Deputy Premier John Barilaro announced last week that the EPA had "re-thought" its new rules.
"The EPA had planned to introduce new environmental licensing for rail operators, which would gut the regional transport industry causing significant job losses across regional NSW," Mr Barilaro said.
"This would also mean grain would instead be primarily transported via truck resulting in more b-doubles on our regional roads, putting more lives at risk and impacting our road network.
"With fewer trains on rail and more trucks on our roads ironically this environmental proposal would increase carbon emissions, increase greenhouse gasses and increase the burning of fossil fuels."
The new rules would have come into effect in May and potentially taken many diesel locomotives out of service and added a costs to every tonne of grain moved.
NSW Farmers Wagga district branch chairman Alan Brown said halting the new rules was a common sense decision.
"It's a very good outcome," he said.
"Moving that sort of heavy freight by rail is by far the most efficient and effective means of doing it, plus it keeps out branch lines open.
"Farmers certainly need to be super efficient as you need always to maximise returns on grains rather than lose it on excessive freight costs."
Mr Barilaro said the new regulations would have affected companies like Southern Shorthaul Railroad, which operates in the Riverina.

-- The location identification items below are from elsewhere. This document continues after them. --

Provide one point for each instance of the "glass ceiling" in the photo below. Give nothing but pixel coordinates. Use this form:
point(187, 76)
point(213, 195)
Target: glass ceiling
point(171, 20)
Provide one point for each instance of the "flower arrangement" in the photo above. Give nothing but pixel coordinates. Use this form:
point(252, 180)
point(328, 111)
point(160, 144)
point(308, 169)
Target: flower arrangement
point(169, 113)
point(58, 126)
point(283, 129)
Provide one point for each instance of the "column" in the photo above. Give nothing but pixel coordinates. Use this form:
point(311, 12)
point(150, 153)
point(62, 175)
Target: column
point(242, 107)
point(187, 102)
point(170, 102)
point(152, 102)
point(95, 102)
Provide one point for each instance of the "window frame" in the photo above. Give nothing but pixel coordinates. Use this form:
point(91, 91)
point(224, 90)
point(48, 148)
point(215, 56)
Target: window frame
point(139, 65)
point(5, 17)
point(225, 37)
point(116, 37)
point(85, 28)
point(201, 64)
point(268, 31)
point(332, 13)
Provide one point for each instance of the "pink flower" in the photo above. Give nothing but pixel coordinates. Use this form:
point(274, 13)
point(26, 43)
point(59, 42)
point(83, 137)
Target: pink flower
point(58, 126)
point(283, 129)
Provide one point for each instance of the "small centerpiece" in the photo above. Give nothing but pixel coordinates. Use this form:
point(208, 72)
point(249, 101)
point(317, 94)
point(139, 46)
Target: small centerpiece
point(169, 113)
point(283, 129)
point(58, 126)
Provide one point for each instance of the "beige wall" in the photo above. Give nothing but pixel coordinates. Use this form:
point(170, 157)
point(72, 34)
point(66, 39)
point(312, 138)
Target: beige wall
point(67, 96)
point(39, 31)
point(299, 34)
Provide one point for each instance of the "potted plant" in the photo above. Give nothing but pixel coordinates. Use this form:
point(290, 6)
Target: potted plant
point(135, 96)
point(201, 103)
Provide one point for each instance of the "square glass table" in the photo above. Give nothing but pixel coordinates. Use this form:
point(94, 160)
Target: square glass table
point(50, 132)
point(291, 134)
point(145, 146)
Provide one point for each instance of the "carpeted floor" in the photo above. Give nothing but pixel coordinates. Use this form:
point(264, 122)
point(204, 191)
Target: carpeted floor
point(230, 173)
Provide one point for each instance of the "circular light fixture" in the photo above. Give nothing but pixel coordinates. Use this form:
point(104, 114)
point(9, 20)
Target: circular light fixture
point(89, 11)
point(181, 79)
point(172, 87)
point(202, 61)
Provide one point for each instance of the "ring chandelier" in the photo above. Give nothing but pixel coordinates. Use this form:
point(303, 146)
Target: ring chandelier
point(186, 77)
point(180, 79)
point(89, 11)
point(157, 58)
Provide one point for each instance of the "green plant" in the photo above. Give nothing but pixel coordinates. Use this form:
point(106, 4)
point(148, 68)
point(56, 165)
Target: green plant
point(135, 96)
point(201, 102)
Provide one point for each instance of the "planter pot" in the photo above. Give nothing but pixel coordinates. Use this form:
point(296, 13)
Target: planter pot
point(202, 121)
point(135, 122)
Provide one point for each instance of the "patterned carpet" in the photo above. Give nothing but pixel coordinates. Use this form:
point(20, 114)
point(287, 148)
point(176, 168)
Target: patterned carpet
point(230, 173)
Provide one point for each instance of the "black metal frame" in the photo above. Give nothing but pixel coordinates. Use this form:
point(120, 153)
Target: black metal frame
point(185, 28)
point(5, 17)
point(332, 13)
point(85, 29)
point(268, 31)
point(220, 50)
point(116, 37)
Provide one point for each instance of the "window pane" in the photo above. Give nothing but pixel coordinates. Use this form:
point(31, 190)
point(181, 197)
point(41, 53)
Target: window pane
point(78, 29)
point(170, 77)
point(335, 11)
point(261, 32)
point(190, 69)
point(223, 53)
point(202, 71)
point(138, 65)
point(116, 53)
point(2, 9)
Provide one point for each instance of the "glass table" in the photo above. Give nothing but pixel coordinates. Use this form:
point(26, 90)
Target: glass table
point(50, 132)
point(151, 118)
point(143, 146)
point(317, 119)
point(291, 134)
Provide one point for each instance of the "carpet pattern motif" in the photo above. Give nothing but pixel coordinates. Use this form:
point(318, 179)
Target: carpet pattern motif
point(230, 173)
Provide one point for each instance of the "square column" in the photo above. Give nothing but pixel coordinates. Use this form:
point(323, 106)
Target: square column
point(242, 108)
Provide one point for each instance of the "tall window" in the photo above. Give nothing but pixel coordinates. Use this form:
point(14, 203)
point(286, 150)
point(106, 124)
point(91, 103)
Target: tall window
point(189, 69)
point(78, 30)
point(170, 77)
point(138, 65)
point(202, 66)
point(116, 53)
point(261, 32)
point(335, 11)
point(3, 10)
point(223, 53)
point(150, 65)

"If the proposal was to proceed, companies like Southern Shorthaul Railroad who operate a fleet of 63 locomotives and employ 250 people would be left with only two locomotives which comply, costing the regional business $20 million to alter their fleet," Mr Barilaro said.
"Thankfully the EPA has now re-thought this flawed plan driven by green tape."
NSW Agriculture Minister Adam Marshall said the proposed changes would have increased the cost of freighting grain on average by $13 to $15 per tonne.
[It would have taken] cash out of farmers' pockets, who are already doing it tough enough managing the impacts of drought and bushfires," Mr Marshall said.
"The confusion surrounding this process simply reiterates the fact that city based bureaucrats need to get out of their offices and actually talk to people who will be impacted by their decisions.
"It's great that a common sense approach has been agreed to, and that the EPA and industry will work together on this issue moving forward."